The debate may revolve around a question we have raised before. Did the Rabbis establish an objective criterion for saying the Shehechiyanu blessing – apparently, applying it to events that entail a “chiddush” (something new) – or did they apply to any purchase that brings about the emotional response of happiness? These opinions may disagree as to the degree of “chiddush” that warrants a blessing, the level of happiness, or whether happiness or chiddush is the determining factor.

Another important debate among the Rishonim relates to the importance of the acquired object. The Rishonim debate whether the “keli” upon which one says the Shehechiyanu blessing must “important” (chashuv), or whether one may say the blessing whenever he feels “happy” making the purchase or receiving the gift.

The Ri (Tosafot 59b, s.v. ve-rebbe) rules that one only says the Shehechiyanu blessing upon purchasing a “significant” vessel:

The Ri said that [the blessing is only said] over important garments, similar to a new house… But over garments that are not important, such as shoes and slippers and a “chaluk” (undergarments), and other such garments, one does not say the blessing.

The Rosh (Berakhot 9:16) cites the Ri, but disagrees. He explains that whether or not one says the blessings “is dependent upon the person, as there may be a poor person who is happier with a [simple] garment then with ten important vessels.” Similarly, the Rambam (Hilkhot Berakhot 10:1) simply writes that “a person who builds a new house or buys new articles should recite the blessing,” implying that there is no minimum value or importance.

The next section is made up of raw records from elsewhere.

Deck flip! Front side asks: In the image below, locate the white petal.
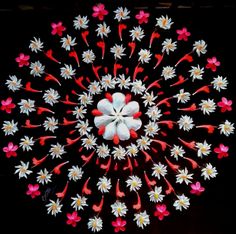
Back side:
[117,122,130,141]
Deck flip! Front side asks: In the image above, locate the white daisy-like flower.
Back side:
[60,64,75,80]
[29,37,43,53]
[97,176,111,193]
[156,15,174,30]
[15,161,32,179]
[43,88,60,106]
[126,175,142,192]
[36,168,52,185]
[88,216,103,232]
[49,143,66,159]
[18,99,36,115]
[161,66,176,80]
[193,40,207,56]
[68,166,84,181]
[46,199,63,216]
[111,201,128,217]
[61,35,77,51]
[148,186,165,203]
[30,61,45,77]
[5,75,22,92]
[19,136,35,151]
[71,194,88,211]
[177,115,194,132]
[73,15,89,30]
[218,120,234,136]
[173,194,190,211]
[134,211,150,229]
[82,50,96,64]
[176,167,193,185]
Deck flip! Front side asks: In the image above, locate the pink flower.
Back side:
[154,204,170,220]
[111,217,126,232]
[66,211,81,227]
[16,53,30,67]
[206,57,220,72]
[3,142,18,158]
[190,182,205,195]
[26,184,41,198]
[93,3,108,20]
[214,144,229,159]
[176,28,191,41]
[217,97,232,112]
[1,97,16,114]
[135,10,150,24]
[51,22,66,37]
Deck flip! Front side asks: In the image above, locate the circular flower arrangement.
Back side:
[1,4,234,232]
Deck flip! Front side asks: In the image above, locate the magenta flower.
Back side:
[93,3,108,20]
[3,142,18,158]
[214,144,229,159]
[176,28,191,41]
[206,57,220,72]
[66,211,81,227]
[26,184,41,198]
[190,182,205,195]
[111,217,126,232]
[51,22,66,37]
[1,97,16,114]
[217,97,232,112]
[135,10,150,24]
[154,204,170,220]
[16,53,30,67]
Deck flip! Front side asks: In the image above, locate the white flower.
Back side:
[193,40,207,56]
[36,168,52,185]
[82,50,96,63]
[5,76,22,92]
[173,194,190,211]
[110,44,125,59]
[134,211,150,229]
[61,35,77,51]
[97,176,111,193]
[20,136,35,151]
[29,37,43,53]
[88,216,103,232]
[196,141,211,158]
[43,88,60,106]
[46,199,62,216]
[177,115,194,132]
[174,89,191,103]
[138,49,152,63]
[201,163,218,180]
[111,201,128,217]
[176,167,193,185]
[60,64,75,79]
[68,166,84,181]
[126,176,142,192]
[161,38,177,54]
[49,143,66,159]
[218,120,234,136]
[211,76,228,92]
[156,15,174,30]
[71,194,88,211]
[30,61,45,77]
[73,15,89,30]
[161,66,176,80]
[96,22,111,38]
[15,161,32,179]
[130,26,144,41]
[114,7,130,22]
[148,186,165,203]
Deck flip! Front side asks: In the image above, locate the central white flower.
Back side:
[94,92,142,144]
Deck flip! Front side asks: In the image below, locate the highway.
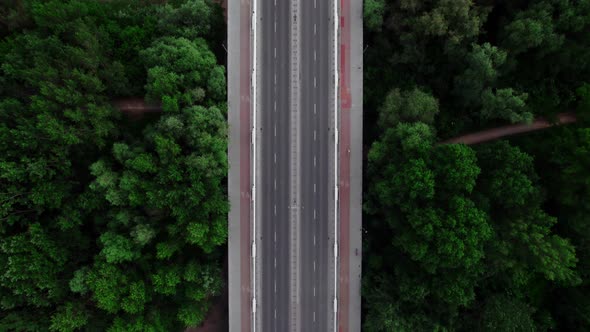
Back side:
[258,0,291,331]
[299,0,334,331]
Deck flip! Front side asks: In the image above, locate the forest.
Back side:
[0,0,590,332]
[0,0,228,332]
[362,0,590,331]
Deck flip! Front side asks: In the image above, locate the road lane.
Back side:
[299,0,332,331]
[259,0,290,331]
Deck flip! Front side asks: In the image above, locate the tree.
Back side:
[363,0,385,31]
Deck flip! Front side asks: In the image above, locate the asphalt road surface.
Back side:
[259,0,291,331]
[299,0,332,331]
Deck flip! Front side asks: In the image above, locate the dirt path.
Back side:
[439,113,577,145]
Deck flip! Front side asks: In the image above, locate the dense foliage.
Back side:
[0,0,228,331]
[363,0,590,331]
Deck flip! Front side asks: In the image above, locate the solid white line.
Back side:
[332,0,340,331]
[250,0,258,326]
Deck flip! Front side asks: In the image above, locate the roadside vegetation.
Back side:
[362,0,590,331]
[0,0,228,332]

Once again, it seems that the Rishonim disagree as to whether the blessing is said upon a “chidush,” something new and important, or upon any purchase that brings the person happiness, even a simple acquisition.

While most authorities seem to concur with the Rosh, the Rishonim observe that the practice did not develop accordingly. Tosafot (Sukka 46a, s.v. ha-oseh), for example, cites R. Sherira Gaon, who rules that the halakha is not in accordance with this passage, as the Talmud elsewhere (Eiruvin 40b) implies that the Shehechiyanu blessing is said only over mitzvot that come from time to time (mi-zeman le-zeman). Furthermore, although the Beit Yosef (OC 223) writes that the majority of Rishonim, including the Rif, Rambam and Rosh, disagree with R. Sherira Gaon, he cites the Rashba (Teshuvot 1:245), who observes that it is not common to recite the Shehechiyanu blessing and that the blessing should be viewed as a “reshut,” and not an obligation. The Darkhei Moshe (223) mentions the Rashba, but concludes that one should consider the Shehechiyanu blessing to be an obligation, and not a “reshut.”

In the Shulchan Arukh (223:6), R. Yosef Karo cites the view of the Ri, according to which Shehechiyanu is only said over an important garment. He then cites the Rosh and rules that “if he is poor and is happy because of them, he should say the blessing.” R. Moshe Isserlis adds that “some say that even a poor person does not say the [Shehechiyanu] blessing over a garment and shoes, and that is the custom.”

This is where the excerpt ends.